I’ve created a totally different sound track for Keep Your Eyes on Me – it’s set in Bloomsbury in London, in New York and in Dublin, and one of the key characters is an ex-ballerina, so it’s classical this time, music she loves. Because I run my own businesses I don’t have a nine to five working day (more like nine to eleven, six days a week) so I’ve learned to write anywhere, anytime. Once I’ve plugged in my earphones, I’m in my character’s world and immersed in the story. Even if it’s six o’clock in the morning and I’m on a plane to the Frankfurt Book Fair or early for a meeting in a city centre hotel.
When I’m working on a book, I aim to get at least a thousand words written a day, they might be total nonsense but I know I will go back over them and polish them before I start writing the next thousand words, the next day. The hardest words to write are always at the start but it gets easier once the story starts to roll. With No Turning Back I was under pressure to start in order to meet my deadline, and I had lots of bits of plot but I wasn’t quite sure how they connected. I took the advice of a writer friend, Alex Marwood, and ‘wrote the stuff’. She sometimes writes forty thousand words of ‘stuff’ to find her way into a story. In many ways it’s liberating to know that you’re not writing the finished story, but the ‘stuff’, and I literally wrote my way into the first draft. Lots changed in subsequent drafts but I had the words on the page.

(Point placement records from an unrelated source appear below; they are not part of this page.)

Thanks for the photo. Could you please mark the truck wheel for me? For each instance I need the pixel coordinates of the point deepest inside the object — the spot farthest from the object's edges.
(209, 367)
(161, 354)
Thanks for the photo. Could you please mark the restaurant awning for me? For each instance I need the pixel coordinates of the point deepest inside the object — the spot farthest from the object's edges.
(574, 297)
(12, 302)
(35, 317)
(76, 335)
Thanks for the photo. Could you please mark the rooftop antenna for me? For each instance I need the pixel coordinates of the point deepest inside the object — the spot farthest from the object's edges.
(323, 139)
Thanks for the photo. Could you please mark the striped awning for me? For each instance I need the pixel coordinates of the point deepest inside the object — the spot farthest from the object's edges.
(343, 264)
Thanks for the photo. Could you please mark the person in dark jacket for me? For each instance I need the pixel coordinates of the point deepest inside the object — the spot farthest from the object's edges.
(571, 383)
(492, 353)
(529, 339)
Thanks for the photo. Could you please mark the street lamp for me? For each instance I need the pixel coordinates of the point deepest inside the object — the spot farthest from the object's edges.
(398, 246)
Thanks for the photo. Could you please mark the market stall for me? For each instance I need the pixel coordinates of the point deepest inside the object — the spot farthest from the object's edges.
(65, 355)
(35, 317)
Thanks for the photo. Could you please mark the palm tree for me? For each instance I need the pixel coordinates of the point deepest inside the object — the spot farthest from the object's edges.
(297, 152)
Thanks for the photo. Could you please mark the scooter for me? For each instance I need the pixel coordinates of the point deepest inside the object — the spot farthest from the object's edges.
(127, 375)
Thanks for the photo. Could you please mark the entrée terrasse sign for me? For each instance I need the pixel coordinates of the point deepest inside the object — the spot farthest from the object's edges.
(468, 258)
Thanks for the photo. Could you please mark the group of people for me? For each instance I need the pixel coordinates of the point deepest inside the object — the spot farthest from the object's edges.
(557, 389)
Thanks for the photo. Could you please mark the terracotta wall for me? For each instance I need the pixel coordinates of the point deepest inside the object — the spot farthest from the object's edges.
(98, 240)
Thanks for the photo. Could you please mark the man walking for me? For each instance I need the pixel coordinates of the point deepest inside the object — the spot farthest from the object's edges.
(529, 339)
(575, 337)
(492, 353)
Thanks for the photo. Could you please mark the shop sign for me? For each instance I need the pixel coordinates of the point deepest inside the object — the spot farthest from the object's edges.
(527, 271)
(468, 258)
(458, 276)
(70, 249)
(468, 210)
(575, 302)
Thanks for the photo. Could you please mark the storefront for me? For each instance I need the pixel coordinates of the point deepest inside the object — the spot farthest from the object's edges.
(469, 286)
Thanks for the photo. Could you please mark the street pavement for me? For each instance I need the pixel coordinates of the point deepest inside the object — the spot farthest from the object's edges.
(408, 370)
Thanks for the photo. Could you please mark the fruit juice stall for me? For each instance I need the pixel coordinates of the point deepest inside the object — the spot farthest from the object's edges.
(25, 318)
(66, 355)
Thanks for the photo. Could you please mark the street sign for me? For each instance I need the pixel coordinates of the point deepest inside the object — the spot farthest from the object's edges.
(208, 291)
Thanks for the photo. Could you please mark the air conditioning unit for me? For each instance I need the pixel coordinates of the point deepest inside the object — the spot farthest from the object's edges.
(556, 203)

Writing fiction is something I love doing, it’s my hobby as well as a job, and when I’m not writing I feel like a part of me is missing, as if something is empty. I’d write even if I wasn’t paid for it, but I have definitely put in Malcolm Gladwell’s ten thousand hours, writing four full length novels and I don’t know how many partials before Little Bones found a home. Pinned up over my desk I have this quote: ‘The worst thing you write today is better than the best thing you didn’t write’. Hold that thought.